"My idea for this talk is to implement what I have been calling for a while a process of ‘co-imagination’. I will spend one day as close as possible with the piece, and then organize my thoughts and topics of discussion as they emerge in the process of living the experience of the work as it unfolds throughout the day."

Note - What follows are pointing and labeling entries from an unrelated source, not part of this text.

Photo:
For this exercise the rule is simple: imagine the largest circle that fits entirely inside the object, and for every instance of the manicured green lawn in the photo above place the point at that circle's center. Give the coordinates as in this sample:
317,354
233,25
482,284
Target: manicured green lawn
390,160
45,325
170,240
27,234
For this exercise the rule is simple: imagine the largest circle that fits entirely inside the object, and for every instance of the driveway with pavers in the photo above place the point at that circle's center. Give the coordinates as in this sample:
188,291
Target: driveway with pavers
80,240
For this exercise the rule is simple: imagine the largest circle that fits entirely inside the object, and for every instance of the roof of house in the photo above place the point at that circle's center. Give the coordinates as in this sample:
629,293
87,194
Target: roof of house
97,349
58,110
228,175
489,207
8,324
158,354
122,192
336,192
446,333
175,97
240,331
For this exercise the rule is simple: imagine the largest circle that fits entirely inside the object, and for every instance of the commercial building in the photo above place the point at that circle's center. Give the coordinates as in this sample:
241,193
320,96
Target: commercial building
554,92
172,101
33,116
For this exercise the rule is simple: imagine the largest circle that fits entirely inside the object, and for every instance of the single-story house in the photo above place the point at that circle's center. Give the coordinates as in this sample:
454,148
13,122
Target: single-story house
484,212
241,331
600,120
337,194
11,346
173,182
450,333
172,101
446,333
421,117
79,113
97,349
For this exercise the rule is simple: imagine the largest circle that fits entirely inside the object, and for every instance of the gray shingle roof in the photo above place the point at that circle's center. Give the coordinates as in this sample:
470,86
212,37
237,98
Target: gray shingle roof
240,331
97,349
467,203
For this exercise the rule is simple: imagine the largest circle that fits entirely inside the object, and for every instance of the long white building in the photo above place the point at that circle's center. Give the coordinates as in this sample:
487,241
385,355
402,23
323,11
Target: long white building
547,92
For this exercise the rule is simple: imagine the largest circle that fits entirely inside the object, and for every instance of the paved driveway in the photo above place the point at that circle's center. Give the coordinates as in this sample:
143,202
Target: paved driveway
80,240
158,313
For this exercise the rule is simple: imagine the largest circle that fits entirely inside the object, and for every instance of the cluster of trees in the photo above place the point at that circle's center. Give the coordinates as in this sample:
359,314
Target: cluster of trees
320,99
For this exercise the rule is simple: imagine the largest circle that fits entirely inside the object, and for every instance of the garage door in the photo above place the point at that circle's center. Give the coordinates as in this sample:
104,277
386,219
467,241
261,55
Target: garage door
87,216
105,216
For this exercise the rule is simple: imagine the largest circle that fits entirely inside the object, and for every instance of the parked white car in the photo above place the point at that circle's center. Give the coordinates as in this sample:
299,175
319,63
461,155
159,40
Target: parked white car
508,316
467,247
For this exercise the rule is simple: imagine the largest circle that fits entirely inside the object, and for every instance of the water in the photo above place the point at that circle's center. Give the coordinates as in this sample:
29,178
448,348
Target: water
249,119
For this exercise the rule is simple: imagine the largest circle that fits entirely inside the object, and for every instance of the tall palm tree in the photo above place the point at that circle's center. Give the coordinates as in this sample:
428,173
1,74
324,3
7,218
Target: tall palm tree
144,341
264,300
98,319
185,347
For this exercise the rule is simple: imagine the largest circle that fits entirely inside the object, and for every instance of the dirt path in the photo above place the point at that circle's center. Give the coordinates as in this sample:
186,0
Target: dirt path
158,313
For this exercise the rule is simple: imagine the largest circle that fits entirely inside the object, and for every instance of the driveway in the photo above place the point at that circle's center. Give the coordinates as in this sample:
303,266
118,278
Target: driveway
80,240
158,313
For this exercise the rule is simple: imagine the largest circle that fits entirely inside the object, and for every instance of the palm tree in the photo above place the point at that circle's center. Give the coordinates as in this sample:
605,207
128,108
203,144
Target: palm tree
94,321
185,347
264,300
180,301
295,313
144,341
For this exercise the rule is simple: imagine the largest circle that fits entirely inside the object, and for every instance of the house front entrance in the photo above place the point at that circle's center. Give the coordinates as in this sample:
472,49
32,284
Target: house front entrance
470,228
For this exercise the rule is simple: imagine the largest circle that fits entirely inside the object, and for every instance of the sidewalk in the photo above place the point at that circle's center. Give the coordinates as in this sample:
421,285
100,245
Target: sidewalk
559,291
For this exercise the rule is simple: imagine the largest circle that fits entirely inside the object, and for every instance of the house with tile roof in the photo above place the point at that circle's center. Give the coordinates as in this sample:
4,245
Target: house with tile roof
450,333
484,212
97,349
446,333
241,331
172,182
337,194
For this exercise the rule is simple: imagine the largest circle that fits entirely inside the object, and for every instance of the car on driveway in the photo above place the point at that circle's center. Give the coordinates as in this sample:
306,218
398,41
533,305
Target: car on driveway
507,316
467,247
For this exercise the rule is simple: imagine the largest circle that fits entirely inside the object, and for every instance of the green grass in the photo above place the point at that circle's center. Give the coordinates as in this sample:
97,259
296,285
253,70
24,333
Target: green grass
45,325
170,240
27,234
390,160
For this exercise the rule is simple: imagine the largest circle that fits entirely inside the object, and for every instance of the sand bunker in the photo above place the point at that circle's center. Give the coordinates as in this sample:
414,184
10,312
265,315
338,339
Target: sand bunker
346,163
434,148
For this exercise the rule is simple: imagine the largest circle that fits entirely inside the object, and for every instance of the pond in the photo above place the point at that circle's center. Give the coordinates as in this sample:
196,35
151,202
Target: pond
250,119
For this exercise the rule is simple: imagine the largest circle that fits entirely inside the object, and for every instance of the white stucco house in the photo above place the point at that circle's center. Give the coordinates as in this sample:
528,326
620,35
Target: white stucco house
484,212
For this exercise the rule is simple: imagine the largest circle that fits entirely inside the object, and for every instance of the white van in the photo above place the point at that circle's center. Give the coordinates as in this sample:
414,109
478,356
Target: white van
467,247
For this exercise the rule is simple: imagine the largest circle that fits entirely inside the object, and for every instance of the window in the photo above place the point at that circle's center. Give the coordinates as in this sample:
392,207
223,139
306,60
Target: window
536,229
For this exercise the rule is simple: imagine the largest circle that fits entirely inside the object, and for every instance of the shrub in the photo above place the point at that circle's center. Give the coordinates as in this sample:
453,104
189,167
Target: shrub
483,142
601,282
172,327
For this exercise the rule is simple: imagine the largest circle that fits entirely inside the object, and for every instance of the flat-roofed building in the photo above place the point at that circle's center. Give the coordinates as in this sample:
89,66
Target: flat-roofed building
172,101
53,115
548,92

Please note this is not an exercise in ‘giving my impressions’ of the work. It is not an exercise in poetic improvisation. And it is not an exercise in reactive participation. Rather, co-imagining is a rigorous approach to the modalities of imaginations proposed and triggered by an art work, knowing that these imaginations belong also to the realms of the theoretical and the critical. The idea is to engage in a discursive transcription of the work, where the work’s implicit modes of theorisation can be expressed otherwise. And, also, the work’s explicit modes of aestheticisation can be trans-created via the co-imaginative endeavour of re-working it through experience. In this sense, de Keersmaeker’s Work/Travail/Arbeid, emerges as an ideal partner for critical co-imaginations, since it already indicates in its title what the whole process is about: co-working alongside the work’s premises (including its temporal ones) in order to re-work it otherwise, critically, theoretically, imaginatively, and speculatively."
- André Lepecki
André Lepecki is Associate Professor at the Department of Performance Studies, New York University and Artistic Professor at Stockholm University of the Arts. Doctoral degree from NYU. He was chief curator of the festival IN TRANSIT (2008 and 2009 editions) at Haus der Kulturen der Welt, Berlin; he was co-curator of the archive Dance and Visual Arts since 1960s for the exhibition MOVE:choreographing you, Hayward Gallery (2010). AICA Award for Best Performance for co-curating and directing the authorized re-doing of Allan Kaprow’s 18 Happenings in 6 Parts (commissioned by Haus der Kunst, Munich 2006; presented at Performa 07). He curated the lecture series Points of Convergence: performance and visual arts, for the Museum of Modern Art of Warsaw (2014), and is currently curating the series ‘Off-Hinge / Of Center: alternative histories for performance’ also for MoMA-W. Selected lectures include Museo Reina Sofia, MoMA, Museum of Modern Art, Rio, MACBA, Para Site, Hong Kong, Princeton University, Freie Universität, Berlin, Brown University. In 2009 he was Resident Fellow at Institute Interweaving Performance Cultures at Freie Universität, Berlin. He is the editor of the anthologies Dance (Whitechapel, 2012), Planes of Composition: dance, theory and the global (Seagull press, 2009, with Jenn Joy), The Senses in Performance (Routledge 2007, with Sally Banes), Of the Presence of the Body (Wesleyan University Press, 2004). His single authored book Exhausting Dance: performance and the politics of movement (Routledge 2006) is currently translated in 10 languages. His forthcoming book Singularities: dance and visual arts in the age of performance is scheduled for publication in 2016 also through Routledge.